仕立屋のワードローブ
仕立屋言葉
2018年05月10日号
どの業界にも独自の言葉が存在します。ズボンの裾を折り返したデザインは一般にダブルと呼ばれていますが、洋服を縫う職人さんはこれをカブラといいます。寒い季節の根菜である、あの蕪のことです。日本の職人さんは明治時代に外国人が着ている洋服を初めて目にし、早速これを縫おうとしました。ダブルになったズボン裾を見て「これは何か」と西洋人に尋ねると、「turn up(折り返し)」だという答えが返ってきました。その発音が「turnip(蕪)」と混同されてカブラの語源になったそうです。ズボンの後ろポケットを「ピス」と呼ぶのは、その昔ここに護身用のピストルを入れていたためだと聞きました。
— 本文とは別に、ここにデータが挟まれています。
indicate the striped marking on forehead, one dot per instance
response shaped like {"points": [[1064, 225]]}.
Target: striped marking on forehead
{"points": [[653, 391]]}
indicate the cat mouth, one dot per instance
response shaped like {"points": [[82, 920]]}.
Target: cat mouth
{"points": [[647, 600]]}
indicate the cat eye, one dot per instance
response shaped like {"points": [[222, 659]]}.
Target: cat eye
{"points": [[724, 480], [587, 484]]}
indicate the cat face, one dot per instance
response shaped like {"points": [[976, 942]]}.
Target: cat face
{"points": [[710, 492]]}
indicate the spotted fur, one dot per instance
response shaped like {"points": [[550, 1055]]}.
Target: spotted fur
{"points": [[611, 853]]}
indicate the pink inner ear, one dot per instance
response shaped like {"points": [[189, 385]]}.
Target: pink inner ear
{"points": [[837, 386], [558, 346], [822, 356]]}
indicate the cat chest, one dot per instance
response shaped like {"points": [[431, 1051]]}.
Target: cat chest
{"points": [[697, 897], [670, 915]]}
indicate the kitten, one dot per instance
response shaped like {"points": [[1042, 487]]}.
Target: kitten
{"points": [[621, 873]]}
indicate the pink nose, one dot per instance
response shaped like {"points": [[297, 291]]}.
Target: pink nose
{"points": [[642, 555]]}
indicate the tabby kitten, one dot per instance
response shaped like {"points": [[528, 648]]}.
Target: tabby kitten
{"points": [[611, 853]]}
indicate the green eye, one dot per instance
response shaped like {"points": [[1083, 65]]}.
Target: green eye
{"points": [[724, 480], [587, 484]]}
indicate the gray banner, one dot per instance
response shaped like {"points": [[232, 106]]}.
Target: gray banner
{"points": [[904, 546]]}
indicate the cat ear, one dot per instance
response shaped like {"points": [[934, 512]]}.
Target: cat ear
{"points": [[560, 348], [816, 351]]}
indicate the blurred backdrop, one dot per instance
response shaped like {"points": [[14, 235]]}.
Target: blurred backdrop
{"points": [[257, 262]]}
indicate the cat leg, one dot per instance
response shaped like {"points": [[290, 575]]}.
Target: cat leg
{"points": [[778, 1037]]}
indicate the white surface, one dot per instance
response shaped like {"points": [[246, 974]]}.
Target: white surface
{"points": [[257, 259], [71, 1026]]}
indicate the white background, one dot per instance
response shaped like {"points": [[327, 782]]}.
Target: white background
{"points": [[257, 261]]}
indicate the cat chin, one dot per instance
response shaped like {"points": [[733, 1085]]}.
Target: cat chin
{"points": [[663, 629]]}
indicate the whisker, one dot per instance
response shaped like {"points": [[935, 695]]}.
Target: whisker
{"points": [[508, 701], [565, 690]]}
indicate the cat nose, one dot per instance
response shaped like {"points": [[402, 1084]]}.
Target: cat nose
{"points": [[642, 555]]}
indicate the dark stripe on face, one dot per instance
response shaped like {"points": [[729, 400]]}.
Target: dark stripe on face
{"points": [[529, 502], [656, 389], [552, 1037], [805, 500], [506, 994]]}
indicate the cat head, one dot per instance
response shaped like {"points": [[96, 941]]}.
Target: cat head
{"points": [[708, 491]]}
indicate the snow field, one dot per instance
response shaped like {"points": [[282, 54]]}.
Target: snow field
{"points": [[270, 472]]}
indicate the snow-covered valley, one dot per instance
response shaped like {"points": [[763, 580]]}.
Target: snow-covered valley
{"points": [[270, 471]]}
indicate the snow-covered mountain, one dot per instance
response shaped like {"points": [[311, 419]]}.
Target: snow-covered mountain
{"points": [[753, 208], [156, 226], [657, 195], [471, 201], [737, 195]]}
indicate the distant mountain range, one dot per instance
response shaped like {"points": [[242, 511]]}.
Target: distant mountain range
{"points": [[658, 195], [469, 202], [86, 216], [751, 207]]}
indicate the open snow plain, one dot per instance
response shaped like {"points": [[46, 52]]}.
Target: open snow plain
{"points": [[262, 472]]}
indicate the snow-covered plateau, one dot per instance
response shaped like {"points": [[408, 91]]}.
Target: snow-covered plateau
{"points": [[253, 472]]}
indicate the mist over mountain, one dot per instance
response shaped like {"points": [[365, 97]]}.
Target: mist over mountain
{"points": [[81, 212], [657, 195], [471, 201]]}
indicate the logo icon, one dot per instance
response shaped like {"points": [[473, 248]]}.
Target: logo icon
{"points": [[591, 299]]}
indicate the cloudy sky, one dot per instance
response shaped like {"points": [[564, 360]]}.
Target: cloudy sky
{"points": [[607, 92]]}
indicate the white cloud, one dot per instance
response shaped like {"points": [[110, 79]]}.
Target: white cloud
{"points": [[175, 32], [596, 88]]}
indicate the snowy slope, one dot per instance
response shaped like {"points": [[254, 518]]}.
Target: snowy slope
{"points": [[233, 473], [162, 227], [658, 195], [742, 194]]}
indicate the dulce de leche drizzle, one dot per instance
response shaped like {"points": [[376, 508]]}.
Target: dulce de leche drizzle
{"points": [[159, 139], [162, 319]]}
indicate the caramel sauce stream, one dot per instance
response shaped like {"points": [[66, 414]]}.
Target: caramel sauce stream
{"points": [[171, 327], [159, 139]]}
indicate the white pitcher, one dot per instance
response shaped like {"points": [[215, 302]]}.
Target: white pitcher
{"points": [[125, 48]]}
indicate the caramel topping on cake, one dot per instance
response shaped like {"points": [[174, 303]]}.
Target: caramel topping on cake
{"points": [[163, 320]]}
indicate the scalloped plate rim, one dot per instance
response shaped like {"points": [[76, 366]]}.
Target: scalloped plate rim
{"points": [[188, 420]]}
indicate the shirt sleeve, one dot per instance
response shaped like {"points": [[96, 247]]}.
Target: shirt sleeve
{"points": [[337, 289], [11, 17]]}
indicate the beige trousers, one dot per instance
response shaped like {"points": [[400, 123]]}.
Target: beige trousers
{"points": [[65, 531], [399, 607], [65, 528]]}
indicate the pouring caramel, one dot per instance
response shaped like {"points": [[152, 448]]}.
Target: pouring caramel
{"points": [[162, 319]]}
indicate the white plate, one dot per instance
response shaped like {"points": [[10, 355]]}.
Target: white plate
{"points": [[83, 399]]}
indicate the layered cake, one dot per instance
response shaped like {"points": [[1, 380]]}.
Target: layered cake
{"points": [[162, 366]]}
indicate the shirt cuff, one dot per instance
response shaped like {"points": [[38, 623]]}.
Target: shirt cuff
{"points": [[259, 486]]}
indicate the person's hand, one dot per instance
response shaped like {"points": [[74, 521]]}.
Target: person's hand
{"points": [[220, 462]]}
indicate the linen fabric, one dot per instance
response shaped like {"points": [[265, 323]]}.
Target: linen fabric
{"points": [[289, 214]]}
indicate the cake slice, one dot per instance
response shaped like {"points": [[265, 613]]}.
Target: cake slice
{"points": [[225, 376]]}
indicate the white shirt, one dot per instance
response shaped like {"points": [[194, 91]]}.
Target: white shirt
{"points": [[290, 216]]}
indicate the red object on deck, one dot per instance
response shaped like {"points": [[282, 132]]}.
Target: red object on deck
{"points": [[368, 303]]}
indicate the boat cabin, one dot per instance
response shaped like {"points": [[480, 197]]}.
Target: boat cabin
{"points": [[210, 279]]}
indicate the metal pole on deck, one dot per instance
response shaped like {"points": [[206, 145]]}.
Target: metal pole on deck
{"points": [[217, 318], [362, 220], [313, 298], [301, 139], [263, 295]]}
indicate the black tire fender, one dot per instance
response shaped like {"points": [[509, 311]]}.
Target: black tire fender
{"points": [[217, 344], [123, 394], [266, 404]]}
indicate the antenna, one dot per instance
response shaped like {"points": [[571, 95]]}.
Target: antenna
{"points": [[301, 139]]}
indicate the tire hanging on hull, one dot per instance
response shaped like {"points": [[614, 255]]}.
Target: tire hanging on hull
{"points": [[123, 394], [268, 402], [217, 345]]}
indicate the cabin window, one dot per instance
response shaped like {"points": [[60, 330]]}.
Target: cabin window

以前は一般の方でも経年劣化した糸が切れやすくなる現象を「糸がくみる」とおっしゃっていました。辞書を引いても「くみる」という単語は掲載されておらず、裁縫独自の用語かと思えます。糸がくみる現象は絹糸でよくみられるのですが、近年家庭では化繊の糸を使うようになったので、この言葉も今や絹糸をよく使う仕立屋の間だけで通じる用語になっているかも知れません。
裁ち鋏で生地を留めているシツケ糸を切っているときなどに、どうかすると刃先が生地に当たって小さなV字型の切れ込みを作ってしまうことがあります。仕立屋はこれをタケノコと呼び、職場で10年に1回くらい発生する大事故です。